Yöneticiler güvenli mesafeden e-mail, video konferans aracılığı ile çalışanlarına emir yağdırırken; bir marketin kasasındaki kasiyer virüsle burun buruna ekmek parası kazanıyor. Politikacılar vatandaşlara market ve eczanelerin açık kalacağı garantisini verip duruyor, ancak burada çalışan insanların çalışma şartlarını bir nebze olsun kolaylaştıracak uygulamaları henüz görebilmiş değiliz.
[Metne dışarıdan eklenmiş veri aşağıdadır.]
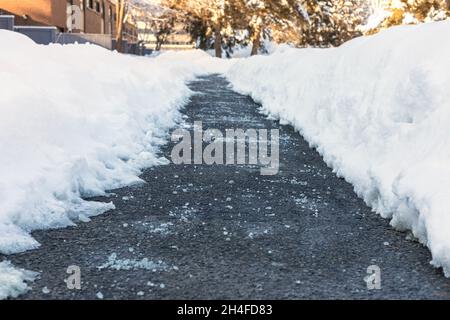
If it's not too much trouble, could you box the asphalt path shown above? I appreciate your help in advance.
[6,75,450,299]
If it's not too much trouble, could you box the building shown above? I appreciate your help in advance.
[0,0,139,49]
[0,0,116,33]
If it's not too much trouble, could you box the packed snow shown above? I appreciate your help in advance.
[227,21,450,275]
[0,260,37,299]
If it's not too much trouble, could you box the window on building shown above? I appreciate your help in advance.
[88,0,94,9]
[95,1,101,13]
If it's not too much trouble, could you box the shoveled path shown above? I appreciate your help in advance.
[6,75,450,299]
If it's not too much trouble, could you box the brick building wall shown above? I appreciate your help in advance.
[0,0,117,35]
[0,0,53,27]
[84,0,115,35]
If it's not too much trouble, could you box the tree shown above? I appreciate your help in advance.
[163,0,372,55]
[188,18,211,50]
[230,0,366,53]
[115,0,129,53]
[297,0,369,47]
[152,16,176,51]
[363,0,450,34]
[164,0,228,57]
[129,0,178,51]
[232,0,309,55]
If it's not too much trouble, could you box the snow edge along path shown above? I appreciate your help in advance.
[227,21,450,276]
[0,30,232,256]
[0,261,38,300]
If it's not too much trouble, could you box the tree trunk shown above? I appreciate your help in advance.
[214,24,222,58]
[155,38,162,51]
[251,27,262,56]
[115,0,126,53]
[198,36,207,50]
[198,24,209,50]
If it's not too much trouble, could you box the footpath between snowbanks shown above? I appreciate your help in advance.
[227,21,450,276]
[2,20,450,298]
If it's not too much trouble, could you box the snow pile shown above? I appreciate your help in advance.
[0,261,38,299]
[0,30,229,257]
[227,21,450,275]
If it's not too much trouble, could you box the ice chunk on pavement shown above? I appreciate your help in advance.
[0,261,38,300]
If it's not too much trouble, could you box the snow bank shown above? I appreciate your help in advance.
[227,21,450,275]
[0,30,229,257]
[0,260,37,299]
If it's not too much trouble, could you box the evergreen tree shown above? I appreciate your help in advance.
[296,0,369,47]
[364,0,449,34]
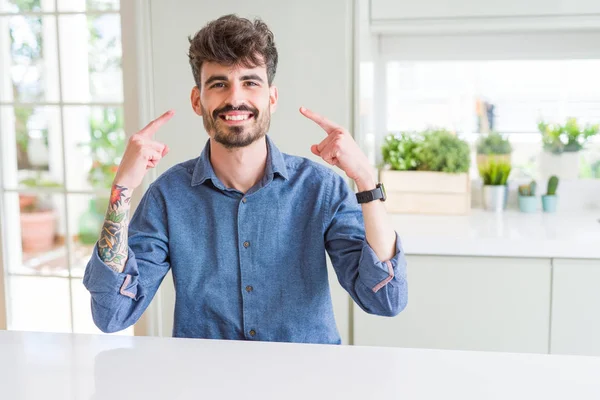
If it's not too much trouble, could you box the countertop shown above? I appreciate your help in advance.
[391,210,600,259]
[1,330,599,399]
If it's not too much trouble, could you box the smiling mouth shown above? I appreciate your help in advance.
[219,113,254,122]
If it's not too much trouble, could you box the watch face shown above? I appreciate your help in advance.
[378,183,387,201]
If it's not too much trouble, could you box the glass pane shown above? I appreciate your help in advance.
[72,278,133,335]
[63,106,125,191]
[58,14,123,102]
[8,275,71,333]
[68,194,109,278]
[57,0,119,11]
[2,191,69,276]
[0,0,55,13]
[0,106,64,189]
[386,60,600,134]
[0,15,59,103]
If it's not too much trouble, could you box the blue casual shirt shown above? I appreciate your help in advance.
[83,135,408,344]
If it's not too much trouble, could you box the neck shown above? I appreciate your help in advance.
[209,136,268,193]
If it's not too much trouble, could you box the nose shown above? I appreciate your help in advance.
[224,82,246,108]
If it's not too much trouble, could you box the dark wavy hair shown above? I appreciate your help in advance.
[188,14,278,88]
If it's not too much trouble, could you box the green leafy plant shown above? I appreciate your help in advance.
[381,133,421,171]
[518,180,537,196]
[382,129,471,174]
[476,131,512,155]
[417,129,471,173]
[538,118,599,154]
[478,160,512,186]
[79,108,126,188]
[546,175,559,196]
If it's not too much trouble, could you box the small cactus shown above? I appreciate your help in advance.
[547,175,559,195]
[518,180,536,196]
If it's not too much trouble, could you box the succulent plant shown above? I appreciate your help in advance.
[518,180,537,197]
[546,175,559,196]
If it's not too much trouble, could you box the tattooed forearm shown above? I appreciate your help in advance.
[98,184,132,273]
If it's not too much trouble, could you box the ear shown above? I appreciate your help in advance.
[190,86,203,116]
[269,85,278,114]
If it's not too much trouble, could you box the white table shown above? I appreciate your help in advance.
[1,331,599,399]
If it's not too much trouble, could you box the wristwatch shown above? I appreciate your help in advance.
[356,183,386,204]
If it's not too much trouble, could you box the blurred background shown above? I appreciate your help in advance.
[0,0,599,358]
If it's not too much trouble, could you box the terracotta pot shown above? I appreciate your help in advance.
[20,210,57,253]
[19,194,37,210]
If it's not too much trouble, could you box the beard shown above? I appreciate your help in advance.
[201,103,271,149]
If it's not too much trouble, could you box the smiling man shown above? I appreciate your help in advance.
[83,14,408,344]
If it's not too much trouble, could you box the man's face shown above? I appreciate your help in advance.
[191,61,278,149]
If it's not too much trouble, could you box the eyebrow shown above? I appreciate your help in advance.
[204,74,265,86]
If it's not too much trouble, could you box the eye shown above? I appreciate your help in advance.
[245,81,259,87]
[210,82,225,89]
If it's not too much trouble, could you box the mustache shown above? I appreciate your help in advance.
[213,104,258,120]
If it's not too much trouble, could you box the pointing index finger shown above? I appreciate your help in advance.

Onları koruma bağlamında şu ana kadar alınan önlemler iddia edildiği gibi koruyucu, motive edici cinsten değil.

Benzer şekilde çoğu özel şirketin çalışanlarını virüsten koruma bağlamında aldığı sözde önlemler de yazık ki yeterli değil. Devlet ‘işveren ve işçiler karşılıklı olarak anlayışlı olsun’ tavsiyesinin ötesinde bağlayıcı kararlar almalı. Örneğin çocuklarının sorumluluğunu tek başına üstlenen anne veya babalar ile yaşlı anne-babanın bakımını üstlenen kişiler salgın kontrol altına alınıncaya değin bazı sorumluluklardan muaf tutulmalı. Aynı şekilde kimi kimsesi olmayan, yalnız yaşayan yaşlılar için de önlemler düşünülmeli.

Aksi halde virüs sadece sağlığımızı değil toplumsal barışı ve adalet duygusunu da tehdit eden bir belaya dönüşecek.